Our project uses Spring 2.5.6 and iBatis 2.3.4. As a result of this finding, we also found a problem with iBatis 2.3.4. It does not support transaction caching. What this means is that, even though spring rolls back the transactions after each test method, if the cache was updated it is not flushed. We discovered this when running the automated test suite and they were failing.
To see this problem you can write a test class that has two tests. In the first test save a new record, and validate that it was saved. At the end of the test the database is rolled back. However the cache will still contain the record. in the second test method, do a get all and record the number of records returned. Let's say it was 2. Save a new record, which forces the cache to flush and get all the records again.

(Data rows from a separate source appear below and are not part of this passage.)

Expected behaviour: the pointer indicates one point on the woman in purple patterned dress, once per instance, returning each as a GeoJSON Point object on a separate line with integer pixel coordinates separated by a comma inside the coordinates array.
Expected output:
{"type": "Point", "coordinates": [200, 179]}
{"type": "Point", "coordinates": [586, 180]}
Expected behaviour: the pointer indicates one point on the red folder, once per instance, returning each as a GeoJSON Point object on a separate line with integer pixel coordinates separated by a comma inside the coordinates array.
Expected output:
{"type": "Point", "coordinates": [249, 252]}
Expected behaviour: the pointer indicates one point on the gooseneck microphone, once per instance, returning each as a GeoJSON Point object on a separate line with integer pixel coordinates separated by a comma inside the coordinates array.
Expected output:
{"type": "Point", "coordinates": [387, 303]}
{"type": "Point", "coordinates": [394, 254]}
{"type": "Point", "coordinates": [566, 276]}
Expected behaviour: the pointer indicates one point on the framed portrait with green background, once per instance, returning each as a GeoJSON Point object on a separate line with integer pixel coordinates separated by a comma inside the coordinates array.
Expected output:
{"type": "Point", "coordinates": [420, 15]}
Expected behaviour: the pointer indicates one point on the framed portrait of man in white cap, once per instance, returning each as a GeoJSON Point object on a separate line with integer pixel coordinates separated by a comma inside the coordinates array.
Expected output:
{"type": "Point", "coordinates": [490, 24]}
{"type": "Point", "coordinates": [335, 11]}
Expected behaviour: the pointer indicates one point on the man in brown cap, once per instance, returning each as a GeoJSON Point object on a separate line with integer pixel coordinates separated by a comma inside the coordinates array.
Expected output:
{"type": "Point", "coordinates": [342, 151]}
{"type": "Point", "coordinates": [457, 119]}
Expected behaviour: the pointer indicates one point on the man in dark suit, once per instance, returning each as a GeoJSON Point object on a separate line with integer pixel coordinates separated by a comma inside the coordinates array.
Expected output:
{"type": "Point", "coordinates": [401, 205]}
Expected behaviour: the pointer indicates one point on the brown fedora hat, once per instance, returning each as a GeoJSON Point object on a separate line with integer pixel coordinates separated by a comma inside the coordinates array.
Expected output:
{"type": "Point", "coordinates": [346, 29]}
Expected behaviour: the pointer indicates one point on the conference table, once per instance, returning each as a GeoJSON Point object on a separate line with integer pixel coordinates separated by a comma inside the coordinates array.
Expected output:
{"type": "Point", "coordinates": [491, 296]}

If all was working as expected, the count would now be 3. However, the cache still had the record from the first test in it, when the save is done and the cache is flushed, the get will again return 2.
That's with tests. Can this happen in a live system? The answer is yes. If the saves are complex in nature(ie. more than one dao call required to save the information) and their are select's performed at different points during the save process that update the cache, if an error occurs before the save has completely succeeded and the transaction is rolled back. The database will be cleaned up, but the cache will still contain the records it attempted to save.
iBatis 3 is supposed to solve that problem, however, there is no Spring support for iBatis 3 yet. They have it planned for Spring version 3.1. For now, you must be very careful using cache on complex save operations.